Proteste

Sarkozy besucht Irland nach EU-Referendum

Ausland
21.07.2008 18:16
Nach dem Nein der Iren zum neuen EU-Vertrag ist Frankreichs Staatschef Nicolas Sarkozy am Montag zu Gesprächen in Irland eingetroffen. In seiner Rolle als EU-Ratsvorsitzender traf Sarkozy in Dublin mit dem irischen Regierungschef Brian Cowen (im Bild rechts) und mit Vertretern der Opposition zusammen, um einen Ausweg aus der Reformkrise zu finden. Der Besuch des amtierenden EU-Ratsvorsitzenden war von scharfen Protesten begleitet.

Schon vor Sarkozys Eintreffen demonstrierten Hunderte Menschen in Dublin gegen den Besuch des französischen Staatschefs. Sie warfen ihm vor, das Nein der Iren beim Referendum über den Vertrag von Lissabon nicht zu akzeptieren. Sarkozy hatte vergangene Woche eine Wiederholung der Volksabstimmung über den EU-Reformvertrag verlangt.

Bei seinem Besuch wollte er mit der irischen Regierung über einen Ausweg aus der Krise beraten. Um die Wogen zu glätten, hatte Premier Cowen am Wochenende betont, er hoffe auf eine "gute Diskussion" mit Sarkozy. Dieser versprach, er wolle den Iren "zuhören und sie verstehen".

Demonstranten fordern Respekt vor dem "Nein" ein
"Sarkozy hat seine vollständige Verachtung für die irische Bevölkerung absolut klar gemacht", sagte ein 20-jähriger demonstrierender Student vor dem Regierungsgebäude. "Wir fordern, dass das Nein zum Lissabon-Vertrag respektiert wird." "Einer der Gründe für die Ablehnung war das Gefühl, dass mit der EU-Reform die demokratische Kontrolle entgleitet", sagte die frühere EU-Parlamentsabgeordnete Patricia McKenna.

Ministerpräsident verlangt "Geduld" von EU-Partnern
Der irische Ministerpräsident Cowen hat seine europäischen Partner unterdessen zu "Geduld und Verständnis" aufgerufen. Diese würden "in den kommenden Monaten" gebraucht, um eine Lösung für die europäische Reformkrise zu finden, schrieb Cowen am Montag in einem Meinungsbeitrag in der "Irish Times". Zugleich bekräftigte Cowen, das Votum seiner Landsleute müsse respektiert werden.
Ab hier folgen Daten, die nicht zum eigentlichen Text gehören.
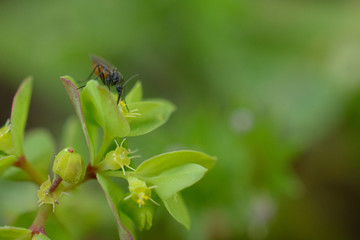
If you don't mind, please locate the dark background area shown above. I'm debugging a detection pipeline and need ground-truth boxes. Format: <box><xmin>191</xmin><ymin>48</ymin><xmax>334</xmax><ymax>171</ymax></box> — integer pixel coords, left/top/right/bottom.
<box><xmin>0</xmin><ymin>0</ymin><xmax>360</xmax><ymax>239</ymax></box>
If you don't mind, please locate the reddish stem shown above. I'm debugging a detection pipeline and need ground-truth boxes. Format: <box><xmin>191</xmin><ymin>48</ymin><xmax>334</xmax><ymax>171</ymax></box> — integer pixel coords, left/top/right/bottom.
<box><xmin>13</xmin><ymin>155</ymin><xmax>46</xmax><ymax>185</ymax></box>
<box><xmin>47</xmin><ymin>175</ymin><xmax>62</xmax><ymax>194</ymax></box>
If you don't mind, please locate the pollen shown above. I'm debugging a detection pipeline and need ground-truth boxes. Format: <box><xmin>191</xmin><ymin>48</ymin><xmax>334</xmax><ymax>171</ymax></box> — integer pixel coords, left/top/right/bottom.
<box><xmin>124</xmin><ymin>177</ymin><xmax>159</xmax><ymax>208</ymax></box>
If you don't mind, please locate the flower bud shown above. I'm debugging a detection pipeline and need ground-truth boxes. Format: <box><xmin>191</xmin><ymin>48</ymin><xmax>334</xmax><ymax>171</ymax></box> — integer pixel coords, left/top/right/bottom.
<box><xmin>0</xmin><ymin>120</ymin><xmax>14</xmax><ymax>154</ymax></box>
<box><xmin>37</xmin><ymin>177</ymin><xmax>64</xmax><ymax>211</ymax></box>
<box><xmin>53</xmin><ymin>147</ymin><xmax>86</xmax><ymax>184</ymax></box>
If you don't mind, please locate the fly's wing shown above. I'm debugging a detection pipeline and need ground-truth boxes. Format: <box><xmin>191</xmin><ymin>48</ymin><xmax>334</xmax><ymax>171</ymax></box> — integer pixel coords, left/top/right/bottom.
<box><xmin>90</xmin><ymin>55</ymin><xmax>116</xmax><ymax>72</ymax></box>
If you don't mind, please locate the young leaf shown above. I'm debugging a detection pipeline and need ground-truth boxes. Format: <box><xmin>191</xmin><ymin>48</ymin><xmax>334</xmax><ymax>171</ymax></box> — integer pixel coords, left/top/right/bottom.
<box><xmin>60</xmin><ymin>76</ymin><xmax>96</xmax><ymax>163</ymax></box>
<box><xmin>0</xmin><ymin>226</ymin><xmax>31</xmax><ymax>240</ymax></box>
<box><xmin>126</xmin><ymin>81</ymin><xmax>142</xmax><ymax>104</ymax></box>
<box><xmin>163</xmin><ymin>193</ymin><xmax>190</xmax><ymax>229</ymax></box>
<box><xmin>0</xmin><ymin>155</ymin><xmax>17</xmax><ymax>176</ymax></box>
<box><xmin>31</xmin><ymin>233</ymin><xmax>51</xmax><ymax>240</ymax></box>
<box><xmin>126</xmin><ymin>100</ymin><xmax>175</xmax><ymax>136</ymax></box>
<box><xmin>4</xmin><ymin>129</ymin><xmax>55</xmax><ymax>180</ymax></box>
<box><xmin>81</xmin><ymin>80</ymin><xmax>130</xmax><ymax>138</ymax></box>
<box><xmin>143</xmin><ymin>163</ymin><xmax>207</xmax><ymax>201</ymax></box>
<box><xmin>61</xmin><ymin>116</ymin><xmax>90</xmax><ymax>161</ymax></box>
<box><xmin>96</xmin><ymin>174</ymin><xmax>134</xmax><ymax>240</ymax></box>
<box><xmin>11</xmin><ymin>77</ymin><xmax>33</xmax><ymax>156</ymax></box>
<box><xmin>136</xmin><ymin>150</ymin><xmax>215</xmax><ymax>177</ymax></box>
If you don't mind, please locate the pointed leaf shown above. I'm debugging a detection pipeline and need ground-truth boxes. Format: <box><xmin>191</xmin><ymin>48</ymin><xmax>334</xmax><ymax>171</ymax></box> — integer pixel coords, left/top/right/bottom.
<box><xmin>136</xmin><ymin>150</ymin><xmax>215</xmax><ymax>177</ymax></box>
<box><xmin>11</xmin><ymin>77</ymin><xmax>33</xmax><ymax>156</ymax></box>
<box><xmin>96</xmin><ymin>174</ymin><xmax>134</xmax><ymax>240</ymax></box>
<box><xmin>126</xmin><ymin>81</ymin><xmax>142</xmax><ymax>104</ymax></box>
<box><xmin>0</xmin><ymin>226</ymin><xmax>31</xmax><ymax>240</ymax></box>
<box><xmin>163</xmin><ymin>193</ymin><xmax>190</xmax><ymax>229</ymax></box>
<box><xmin>143</xmin><ymin>163</ymin><xmax>207</xmax><ymax>201</ymax></box>
<box><xmin>60</xmin><ymin>76</ymin><xmax>96</xmax><ymax>163</ymax></box>
<box><xmin>61</xmin><ymin>116</ymin><xmax>90</xmax><ymax>163</ymax></box>
<box><xmin>31</xmin><ymin>233</ymin><xmax>51</xmax><ymax>240</ymax></box>
<box><xmin>126</xmin><ymin>100</ymin><xmax>175</xmax><ymax>136</ymax></box>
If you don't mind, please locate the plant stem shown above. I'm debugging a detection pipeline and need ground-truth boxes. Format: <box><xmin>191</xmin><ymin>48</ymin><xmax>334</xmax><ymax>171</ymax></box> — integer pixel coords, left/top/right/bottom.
<box><xmin>29</xmin><ymin>204</ymin><xmax>51</xmax><ymax>235</ymax></box>
<box><xmin>63</xmin><ymin>163</ymin><xmax>97</xmax><ymax>192</ymax></box>
<box><xmin>93</xmin><ymin>133</ymin><xmax>113</xmax><ymax>165</ymax></box>
<box><xmin>14</xmin><ymin>155</ymin><xmax>46</xmax><ymax>186</ymax></box>
<box><xmin>47</xmin><ymin>174</ymin><xmax>62</xmax><ymax>194</ymax></box>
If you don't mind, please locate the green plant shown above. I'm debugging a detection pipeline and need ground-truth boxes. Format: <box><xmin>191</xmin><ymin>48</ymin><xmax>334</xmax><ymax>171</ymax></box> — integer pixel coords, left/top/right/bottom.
<box><xmin>0</xmin><ymin>76</ymin><xmax>215</xmax><ymax>239</ymax></box>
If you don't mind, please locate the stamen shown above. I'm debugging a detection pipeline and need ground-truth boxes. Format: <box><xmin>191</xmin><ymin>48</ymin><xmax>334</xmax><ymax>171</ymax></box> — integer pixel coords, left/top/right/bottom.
<box><xmin>114</xmin><ymin>139</ymin><xmax>119</xmax><ymax>147</ymax></box>
<box><xmin>120</xmin><ymin>138</ymin><xmax>126</xmax><ymax>147</ymax></box>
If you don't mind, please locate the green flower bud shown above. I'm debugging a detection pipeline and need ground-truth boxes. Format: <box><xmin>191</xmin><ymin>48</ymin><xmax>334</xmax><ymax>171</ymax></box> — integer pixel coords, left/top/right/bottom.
<box><xmin>119</xmin><ymin>196</ymin><xmax>155</xmax><ymax>231</ymax></box>
<box><xmin>124</xmin><ymin>177</ymin><xmax>159</xmax><ymax>208</ymax></box>
<box><xmin>0</xmin><ymin>120</ymin><xmax>14</xmax><ymax>154</ymax></box>
<box><xmin>53</xmin><ymin>147</ymin><xmax>86</xmax><ymax>184</ymax></box>
<box><xmin>98</xmin><ymin>139</ymin><xmax>138</xmax><ymax>175</ymax></box>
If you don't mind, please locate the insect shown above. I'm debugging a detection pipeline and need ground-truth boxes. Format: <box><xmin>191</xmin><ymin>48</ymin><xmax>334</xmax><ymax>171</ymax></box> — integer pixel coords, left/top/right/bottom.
<box><xmin>79</xmin><ymin>55</ymin><xmax>138</xmax><ymax>111</ymax></box>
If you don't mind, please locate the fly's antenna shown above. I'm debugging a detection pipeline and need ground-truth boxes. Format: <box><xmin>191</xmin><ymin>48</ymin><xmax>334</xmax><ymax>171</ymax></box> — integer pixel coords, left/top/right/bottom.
<box><xmin>123</xmin><ymin>73</ymin><xmax>139</xmax><ymax>87</ymax></box>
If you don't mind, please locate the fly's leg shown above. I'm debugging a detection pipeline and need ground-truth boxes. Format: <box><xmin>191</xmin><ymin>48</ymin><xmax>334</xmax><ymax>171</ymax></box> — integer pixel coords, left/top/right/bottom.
<box><xmin>116</xmin><ymin>84</ymin><xmax>129</xmax><ymax>112</ymax></box>
<box><xmin>78</xmin><ymin>64</ymin><xmax>104</xmax><ymax>89</ymax></box>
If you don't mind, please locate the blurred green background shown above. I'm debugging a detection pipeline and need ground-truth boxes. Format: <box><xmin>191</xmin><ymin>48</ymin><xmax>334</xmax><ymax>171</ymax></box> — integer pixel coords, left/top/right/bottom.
<box><xmin>0</xmin><ymin>0</ymin><xmax>360</xmax><ymax>239</ymax></box>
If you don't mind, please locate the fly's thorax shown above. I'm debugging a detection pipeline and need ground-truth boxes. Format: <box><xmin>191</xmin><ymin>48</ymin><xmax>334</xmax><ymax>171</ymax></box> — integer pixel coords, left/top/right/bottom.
<box><xmin>110</xmin><ymin>69</ymin><xmax>124</xmax><ymax>85</ymax></box>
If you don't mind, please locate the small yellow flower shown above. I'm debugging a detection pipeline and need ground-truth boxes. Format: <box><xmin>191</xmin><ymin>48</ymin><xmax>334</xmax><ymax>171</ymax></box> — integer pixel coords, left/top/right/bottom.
<box><xmin>124</xmin><ymin>177</ymin><xmax>159</xmax><ymax>208</ymax></box>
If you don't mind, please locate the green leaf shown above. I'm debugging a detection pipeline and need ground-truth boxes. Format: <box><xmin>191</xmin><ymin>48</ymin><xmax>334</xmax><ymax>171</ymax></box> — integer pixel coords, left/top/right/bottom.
<box><xmin>31</xmin><ymin>233</ymin><xmax>51</xmax><ymax>240</ymax></box>
<box><xmin>126</xmin><ymin>100</ymin><xmax>175</xmax><ymax>136</ymax></box>
<box><xmin>136</xmin><ymin>150</ymin><xmax>215</xmax><ymax>177</ymax></box>
<box><xmin>0</xmin><ymin>155</ymin><xmax>17</xmax><ymax>176</ymax></box>
<box><xmin>11</xmin><ymin>77</ymin><xmax>33</xmax><ymax>156</ymax></box>
<box><xmin>163</xmin><ymin>193</ymin><xmax>190</xmax><ymax>229</ymax></box>
<box><xmin>60</xmin><ymin>76</ymin><xmax>96</xmax><ymax>161</ymax></box>
<box><xmin>126</xmin><ymin>81</ymin><xmax>142</xmax><ymax>104</ymax></box>
<box><xmin>96</xmin><ymin>174</ymin><xmax>134</xmax><ymax>240</ymax></box>
<box><xmin>81</xmin><ymin>80</ymin><xmax>130</xmax><ymax>138</ymax></box>
<box><xmin>0</xmin><ymin>226</ymin><xmax>31</xmax><ymax>240</ymax></box>
<box><xmin>143</xmin><ymin>163</ymin><xmax>207</xmax><ymax>201</ymax></box>
<box><xmin>4</xmin><ymin>129</ymin><xmax>55</xmax><ymax>180</ymax></box>
<box><xmin>61</xmin><ymin>116</ymin><xmax>90</xmax><ymax>161</ymax></box>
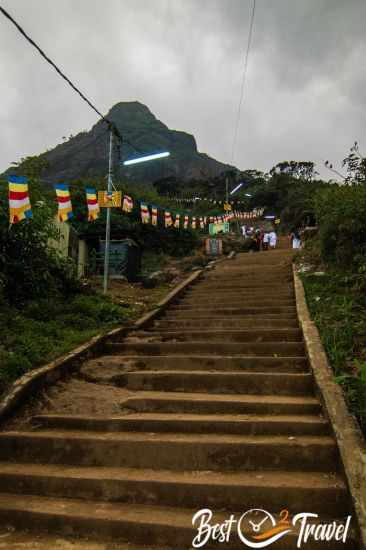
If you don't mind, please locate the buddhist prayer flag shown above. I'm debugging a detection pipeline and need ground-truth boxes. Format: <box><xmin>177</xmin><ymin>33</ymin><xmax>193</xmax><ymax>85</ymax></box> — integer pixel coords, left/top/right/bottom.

Sarkozy-Reise nicht von allen gern gesehen
Im Europaparlament hat sich unterdessen der Vorsitzende des Verfassungsausschusses, der deutsche SPD-Europaabgeordnete Jo Leinen, besorgt über mögliche negative Folgen des Besuchs von Sarkozy in Irland geäußert. Sarkozy sei "nicht gerade für sein diplomatischen Auftreten bekannt", erklärte Leinen am Montag. Sollte er sich bei seinem Besuch in Dublin wie "ein französischer Elefant im irischen Porzellanladen" aufführen, werde sich die Stimmung gegen den EU-Reformvertrag nicht umkehren lassen. Vieles deute aber darauf hin, dass nach dem Nein der Iren ein neues Referendum notwendig sein werde, schreibt Leinen.

Treffen mit irischer Opposition
Nach scharfer Kritik der irischen Opposition verlängerte Sarkozy seinen Besuch in Dublin um einige Stunden. Wie der staatliche irische Rundfunksender RTE am Montag berichtete, werde Sarkozy nun vermutlich auch die Oppositionsführer zu privaten Gesprächen treffen. Zuvor hatten diese kritisiert, dass sie nur zusammen mit den Gegnern des EU-Referendums zu einer Diskussionsrunde eingeladen worden waren.

Die Iren hatten am 12. Juni mit 53 Prozent gegen den EU-Reformvertrag gestimmt. Das Vertragswerk, das Österreich bereits ratifiziert hat, kann nur in Kraft treten, wenn alle 27 EU-Staaten einverstanden sind.